In [4]:
from pyspark.sql import *
from pyspark.sql.types import *
from pyspark.sql.functions import *

In [2]:
spark = SparkSession.builder.appName("arrayTypeFunctions").getOrCreate()

In [3]:
data = [(1,'kunj',['machine learning','spark','sql','de','azure']),
       (2,'Raman',['accounting','ca,maths','calculator,manager'])]

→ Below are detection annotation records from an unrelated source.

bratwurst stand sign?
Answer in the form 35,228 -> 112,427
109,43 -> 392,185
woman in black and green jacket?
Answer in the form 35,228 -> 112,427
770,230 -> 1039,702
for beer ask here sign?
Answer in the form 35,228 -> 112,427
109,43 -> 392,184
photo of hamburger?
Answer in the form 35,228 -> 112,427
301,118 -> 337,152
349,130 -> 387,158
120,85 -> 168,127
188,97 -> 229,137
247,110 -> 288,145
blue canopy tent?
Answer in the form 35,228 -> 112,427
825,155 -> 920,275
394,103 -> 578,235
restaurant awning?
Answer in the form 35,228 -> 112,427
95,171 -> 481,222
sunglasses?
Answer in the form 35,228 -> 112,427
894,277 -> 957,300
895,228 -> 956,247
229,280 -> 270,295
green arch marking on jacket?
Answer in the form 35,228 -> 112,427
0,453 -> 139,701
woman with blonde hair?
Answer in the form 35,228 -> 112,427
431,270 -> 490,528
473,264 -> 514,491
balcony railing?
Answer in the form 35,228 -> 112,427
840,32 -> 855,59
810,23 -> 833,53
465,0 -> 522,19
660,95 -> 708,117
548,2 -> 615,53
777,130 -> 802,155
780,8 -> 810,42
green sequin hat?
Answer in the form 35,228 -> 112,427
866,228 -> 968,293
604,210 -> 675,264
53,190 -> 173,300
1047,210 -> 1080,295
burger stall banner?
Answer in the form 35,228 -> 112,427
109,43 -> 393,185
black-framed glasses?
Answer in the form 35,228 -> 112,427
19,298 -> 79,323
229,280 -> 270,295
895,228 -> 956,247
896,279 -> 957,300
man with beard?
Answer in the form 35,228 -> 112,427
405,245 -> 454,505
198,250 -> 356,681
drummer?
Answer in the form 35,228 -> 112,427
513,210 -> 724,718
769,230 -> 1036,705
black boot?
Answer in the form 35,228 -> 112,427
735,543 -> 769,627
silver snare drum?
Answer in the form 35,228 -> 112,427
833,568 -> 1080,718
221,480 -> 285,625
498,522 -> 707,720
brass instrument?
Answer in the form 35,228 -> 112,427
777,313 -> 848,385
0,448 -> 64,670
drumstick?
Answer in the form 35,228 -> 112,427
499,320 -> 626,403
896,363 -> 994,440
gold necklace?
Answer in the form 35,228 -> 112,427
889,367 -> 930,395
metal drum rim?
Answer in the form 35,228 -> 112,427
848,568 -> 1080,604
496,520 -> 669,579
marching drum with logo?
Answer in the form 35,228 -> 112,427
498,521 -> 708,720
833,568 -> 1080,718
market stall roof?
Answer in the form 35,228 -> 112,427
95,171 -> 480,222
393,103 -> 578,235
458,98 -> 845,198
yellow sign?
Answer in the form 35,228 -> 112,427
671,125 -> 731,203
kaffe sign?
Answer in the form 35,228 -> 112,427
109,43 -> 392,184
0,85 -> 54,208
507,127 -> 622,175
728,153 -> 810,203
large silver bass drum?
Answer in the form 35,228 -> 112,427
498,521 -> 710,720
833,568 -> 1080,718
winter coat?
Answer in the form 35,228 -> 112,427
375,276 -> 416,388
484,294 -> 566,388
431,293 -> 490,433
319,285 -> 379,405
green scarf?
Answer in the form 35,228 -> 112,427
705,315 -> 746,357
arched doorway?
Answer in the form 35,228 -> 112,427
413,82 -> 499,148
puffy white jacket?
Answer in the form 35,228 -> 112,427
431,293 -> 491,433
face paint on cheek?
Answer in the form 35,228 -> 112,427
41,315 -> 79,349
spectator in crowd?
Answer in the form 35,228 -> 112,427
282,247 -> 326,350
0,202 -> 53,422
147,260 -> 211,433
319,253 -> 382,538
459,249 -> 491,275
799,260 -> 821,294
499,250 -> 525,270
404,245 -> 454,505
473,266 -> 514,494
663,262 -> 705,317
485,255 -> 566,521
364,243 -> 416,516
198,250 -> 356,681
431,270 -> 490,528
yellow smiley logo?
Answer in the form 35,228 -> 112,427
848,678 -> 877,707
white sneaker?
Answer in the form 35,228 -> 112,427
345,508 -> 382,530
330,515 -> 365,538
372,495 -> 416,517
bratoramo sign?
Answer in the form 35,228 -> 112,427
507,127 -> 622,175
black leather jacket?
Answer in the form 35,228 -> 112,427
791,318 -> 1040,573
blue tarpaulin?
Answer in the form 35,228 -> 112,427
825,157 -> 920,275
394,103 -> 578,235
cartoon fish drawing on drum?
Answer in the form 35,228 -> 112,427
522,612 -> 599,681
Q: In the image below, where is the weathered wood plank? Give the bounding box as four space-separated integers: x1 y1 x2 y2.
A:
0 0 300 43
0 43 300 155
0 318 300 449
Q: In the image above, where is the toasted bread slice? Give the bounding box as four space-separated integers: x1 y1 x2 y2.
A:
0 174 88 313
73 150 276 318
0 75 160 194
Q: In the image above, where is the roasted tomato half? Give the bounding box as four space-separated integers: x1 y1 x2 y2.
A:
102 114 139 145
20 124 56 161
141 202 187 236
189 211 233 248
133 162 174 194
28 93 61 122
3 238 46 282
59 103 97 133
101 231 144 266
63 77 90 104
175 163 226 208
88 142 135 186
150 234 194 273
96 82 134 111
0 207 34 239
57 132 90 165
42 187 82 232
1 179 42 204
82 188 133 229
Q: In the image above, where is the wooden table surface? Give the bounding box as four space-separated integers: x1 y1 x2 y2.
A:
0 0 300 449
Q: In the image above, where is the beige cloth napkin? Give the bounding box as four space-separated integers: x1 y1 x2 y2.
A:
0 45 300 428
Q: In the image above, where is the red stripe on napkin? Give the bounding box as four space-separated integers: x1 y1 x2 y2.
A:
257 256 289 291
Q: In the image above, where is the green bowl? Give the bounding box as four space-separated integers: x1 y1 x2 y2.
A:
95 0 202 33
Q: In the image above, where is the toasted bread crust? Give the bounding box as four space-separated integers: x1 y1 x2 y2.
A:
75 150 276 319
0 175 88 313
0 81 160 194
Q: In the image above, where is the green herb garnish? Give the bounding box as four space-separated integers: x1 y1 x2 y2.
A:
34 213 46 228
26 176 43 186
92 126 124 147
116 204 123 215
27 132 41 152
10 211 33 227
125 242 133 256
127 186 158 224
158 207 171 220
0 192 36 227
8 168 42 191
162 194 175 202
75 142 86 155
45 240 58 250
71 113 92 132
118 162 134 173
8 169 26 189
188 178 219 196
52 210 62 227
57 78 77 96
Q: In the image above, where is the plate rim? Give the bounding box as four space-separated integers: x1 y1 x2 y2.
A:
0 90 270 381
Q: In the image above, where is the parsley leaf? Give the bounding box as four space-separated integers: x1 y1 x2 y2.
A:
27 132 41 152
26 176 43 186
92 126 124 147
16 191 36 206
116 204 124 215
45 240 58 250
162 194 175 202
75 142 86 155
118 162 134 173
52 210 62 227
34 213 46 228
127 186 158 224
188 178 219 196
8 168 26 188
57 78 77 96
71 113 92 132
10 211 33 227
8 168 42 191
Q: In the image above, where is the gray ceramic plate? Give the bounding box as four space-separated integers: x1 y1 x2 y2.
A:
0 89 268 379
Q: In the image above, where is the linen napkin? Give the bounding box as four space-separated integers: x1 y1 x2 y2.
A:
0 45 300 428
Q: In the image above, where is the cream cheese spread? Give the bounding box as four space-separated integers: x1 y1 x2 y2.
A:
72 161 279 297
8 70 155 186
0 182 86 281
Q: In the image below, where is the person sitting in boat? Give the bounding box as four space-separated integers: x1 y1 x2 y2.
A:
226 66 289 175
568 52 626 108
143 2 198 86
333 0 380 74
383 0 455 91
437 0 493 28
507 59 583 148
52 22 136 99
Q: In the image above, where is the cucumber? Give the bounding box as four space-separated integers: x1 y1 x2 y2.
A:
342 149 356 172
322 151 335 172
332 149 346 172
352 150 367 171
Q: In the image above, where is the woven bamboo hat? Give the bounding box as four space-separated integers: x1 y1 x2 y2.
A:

columns = ['id','name','skills']
df = spark.createDataFrame(data=data,schema=columns)

df.show()

df.printSchema()

+---+-----+--------------------+
| id| name|              skills|
+---+-----+--------------------+
|  1| kunj|[machine learning...|
|  2|Raman|[accounting, ca, ...|
+---+-----+--------------------+

root
 |-- id: long (nullable = true)
 |-- name: string (nullable = true)
 |-- skills: array (nullable = true)
 |    |-- element: string (containsNull = true)



In [6]:
#explode uses to explode a column
df2 = df.withColumn('skill',explode(df.skills))
df2.show()


+---+-----+--------------------+----------------+
| id| name|              skills|           skill|
+---+-----+--------------------+----------------+
|  1| kunj|[machine learning...|machine learning|
|  1| kunj|[machine learning...|           spark|
|  1| kunj|[machine learning...|             sql|
|  1| kunj|[machine learning...|              de|
|  1| kunj|[machine learning...|           azure|
|  2|Raman|[accounting, ca, ...|      accounting|
|  2|Raman|[accounting, ca, ...|              ca|
|  2|Raman|[accounting, ca, ...|           maths|
|  2|Raman|[accounting, ca, ...|      calculator|
|  2|Raman|[accounting, ca, ...|         manager|
+---+-----+--------------------+----------------+



In [14]:
#split uses to split the values according to delimeter
data = [(1,'kunj','spark,sql'),
       (2,'Raman','accounting,ca')]

columns = ['id','name','skills']
df = spark.createDataFrame(data=data,schema=columns)

df.show()

df.printSchema()

+---+-----+-------------+
| id| name|       skills|
+---+-----+-------------+
|  1| kunj|    spark,sql|
|  2|Raman|accounting,ca|
+---+-----+-------------+

root
 |-- id: long (nullable = true)
 |-- name: string (nullable = true)
 |-- skills: string (nullable = true)



In [15]:
df2 = df.withColumn('skill',split(col('skills'),','))
df2.show()

+---+-----+-------------+----------------+
| id| name|       skills|           skill|
+---+-----+-------------+----------------+
|  1| kunj|    spark,sql|    [spark, sql]|
|  2|Raman|accounting,ca|[accounting, ca]|
+---+-----+-------------+----------------+



In [16]:
data = [(1,'kunj','spark','sql'),
       (2,'Raman','accounting','ca')]

columns = ['id','name','primskills','secskills']
df = spark.createDataFrame(data=data,schema=columns)

df.show()

df.printSchema()

+---+-----+----------+---------+
| id| name|primskills|secskills|
+---+-----+----------+---------+
|  1| kunj|     spark|      sql|
|  2|Raman|accounting|       ca|
+---+-----+----------+---------+

root
 |-- id: long (nullable = true)
 |-- name: string (nullable = true)
 |-- primskills: string (nullable = true)
 |-- secskills: string (nullable = true)



In [17]:
df.withColumn('skillsArray',array(df.primskills,df.secskills)).show()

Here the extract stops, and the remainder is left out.